Express & Star

Team Tibbs goes global with support from Ugandan children

The story of a brave teenager battling cancer has gone global after children overseas sent him a heart-warming message of support.

Published

A video to 13-year-old Lucas Tibbs in Great Wyrley has been sent from a group of orphans over 6,000 miles away in Uganda.

It shows them shaving their hair off to support him after he lost his hair when he started chemotherapy treatment after being diagnosed with Burkitt’s Lymphoma Leukemia.

Lucas Tibbs with his school friends
Ugandan children brave the shave for Lucas Tibbs
Team Tibbs goes global

It comes after a charity football match was held for Lucas where Wyrley Juniors FC Dads and Managers played Hawkins Sports FC.

The manager of the under-14s Cheslyn Hay team, Andy Harrison, regularly sends old football boots and kits to an orphanage in Uganda and they agreed to join the fundraising effort by creating the video.

The family, who were devastated by the diagnosis, were ‘shocked’ when they received the video and sent old football kit to them as a thank you.

His mother, Karen Tibbs, said: “We were in his room when I saw the video from them with messages of support in broken English.

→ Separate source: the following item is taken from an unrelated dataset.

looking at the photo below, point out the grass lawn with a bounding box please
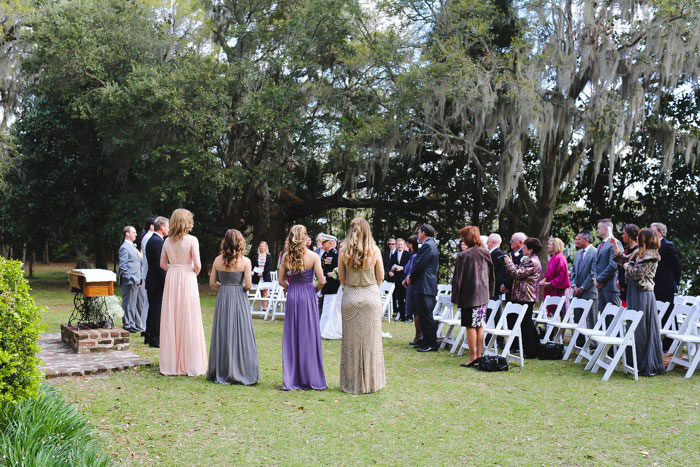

“We were shocked by it. It is madness what these kids are doing this for him because they are such a small community who basically have nothing. It is so emotional and it has really lifted Lucas.

“With everything he is going through, Lucas is still so selfless. He noticed they had no shoes and both my boys have played football since they were little so we have donated all of their old kits and shoes.”

Mr Harrison said: “The reaction from the video has been absolutely fantastic and it has had a knock-on effect because other local teams have got in contact with me since about sending boots over.”

“What we throw away means the world to someone else.”

The Cheslyn Hay Sports and Community High School student was diagnosed with cancer in September on the first day he was due to start Year 9 and since then a fundraising campaign, called Team Tibbs has raised over £11,000 for the Teenage Cancer Trust and Birmingham Children’s Hospital.

As part of the fundraising effort, a group of 15 of his lifelong friends shaved their hair off in front of the year group in a special assembly which raised £1,600.

Lucas is due to start his third round of treatment this week.